The parties and the agency agreement
The appellant, Lux Locations Ltd (“Lux”), is an estate agency which was engaged by the respondent, Mr Yida Zhang, an international investor of Chinese nationality, to assist in buying a large parcel of land (around 6 km2 in Antigua. Lux was engaged on written terms that, if Mr Yida or an affiliate acquired the land, Mr Yida would pay Lux a commission equal to 9% of the purchase price. The agency agreement also stated that Lux would be responsible for paying, out of its commission, any other commissions pre-agreed with Lux to facilitate the sale. Lux had agreed to pay such a commission, equal to 4% of the purchase price, to an architect, Johann Hesse, in return for his assistance in lobbying the Government for approvals needed for the purchase.
The first action
Mr Yida’s company, Yida International Investment Antigua Ltd (“Yida Ltd”), acquired the land in August 2014 at a price of US $60m. Mr Yida did not, however, pay Lux its commission. His associate, Mr Kenneth Kwok, wrote to Lux saying that foreign exchange was not available in China to pay the commission and proposing a new agreement under which Lux’s right to be paid commission would be replaced by an exclusive right to act as estate agent for the sale of any of the land. When Lux rejected this proposal, an alternative proposal was made to link the payment of the commission to the sale of land by Mr Yida. Lux rejected this proposal too and brought an action (“the first action”) suing Mr Yida for the commission of US $5.4m (9% of the US $60m purchase price) payable under the agency agreement.

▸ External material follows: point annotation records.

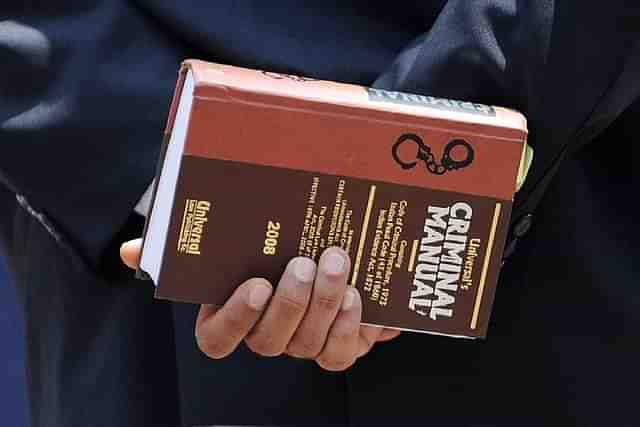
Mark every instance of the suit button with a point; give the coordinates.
(510, 249)
(523, 225)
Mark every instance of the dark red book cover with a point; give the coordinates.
(417, 189)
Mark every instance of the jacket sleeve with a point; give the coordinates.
(569, 66)
(80, 118)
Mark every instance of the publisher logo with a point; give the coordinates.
(380, 95)
(196, 215)
(410, 149)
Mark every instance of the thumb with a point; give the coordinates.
(130, 253)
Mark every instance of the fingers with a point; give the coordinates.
(326, 299)
(341, 347)
(130, 253)
(218, 332)
(286, 309)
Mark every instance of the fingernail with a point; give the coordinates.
(258, 296)
(304, 269)
(348, 299)
(334, 263)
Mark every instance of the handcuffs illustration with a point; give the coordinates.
(424, 154)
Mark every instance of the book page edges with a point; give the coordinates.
(140, 273)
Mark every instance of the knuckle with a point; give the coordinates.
(213, 348)
(291, 303)
(308, 347)
(234, 323)
(328, 302)
(264, 346)
(343, 333)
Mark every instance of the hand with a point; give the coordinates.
(312, 314)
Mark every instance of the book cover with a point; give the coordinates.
(259, 167)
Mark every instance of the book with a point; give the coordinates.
(259, 167)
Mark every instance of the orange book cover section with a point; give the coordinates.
(417, 189)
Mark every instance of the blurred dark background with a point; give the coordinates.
(12, 376)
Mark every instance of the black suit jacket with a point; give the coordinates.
(85, 89)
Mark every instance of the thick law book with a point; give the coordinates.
(259, 167)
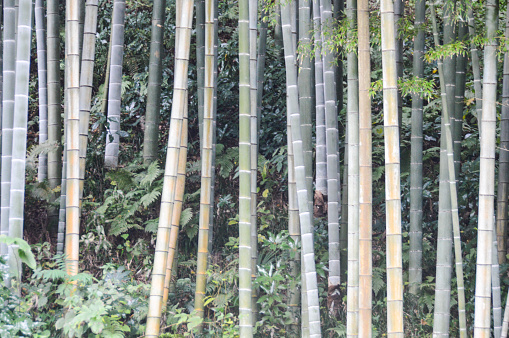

Mr Yida defended the claim and counterclaimed for rescission of the agency agreement, alleging that he had been induced to enter into the agreement by various fraudulent misrepresentations. Some months later Mr Yida amended his defence to add a further allegation. He now claimed that, at or about the time when the written agency agreement was made, the parties had also made a separate oral agreement, which they had apparently never thought fit to record in writing, that the obligation to pay Lux the commission of 9% would only take effect if Lux negotiated a purchase price of US $30m (half the price actually agreed).
The consent order
The trial of the first action was scheduled to commence on 7 March 2017 and on that day the parties attended court with their lawyers. Counsel for Mr Yida, Mr Damien Benjamin, asked the judge for time to discuss settlement, which was granted. Terms of settlement were then negotiated and embodied in a consent order. The consent order was signed by the parties themselves and by their respective counsel. The order was then made by the judge after its terms had been explained to her in open court in the presence of the parties and their counsel. The consent order provided for judgment to be entered for Lux against Mr Yida in the sum of US $3m, plus interest at the rate of 8% per annum and legal costs (including sales tax) of US $345,000. Mr Yida was ordered to pay these sums within 21 days.
Before the settlement was agreed, Mr Hesse (who was present at court) had agreed that he would forgo the share of Lux’s commission that Lux had agreed to pay to him. The principal judgment sum of US $3m represented the rest of Lux’s commission. Under the terms of the consent order Lux therefore stood to receive the full net sum that it had expected to receive after paying Mr Hesse. The agreement of Mr Hesse to forgo his commission would not, however, have relieved Mr Yida of the obligation to pay the full sum of US $5.4m to Lux if he had lost at trial. The consent order thus achieved a substantial reduction in Mr Yida’s potential liability.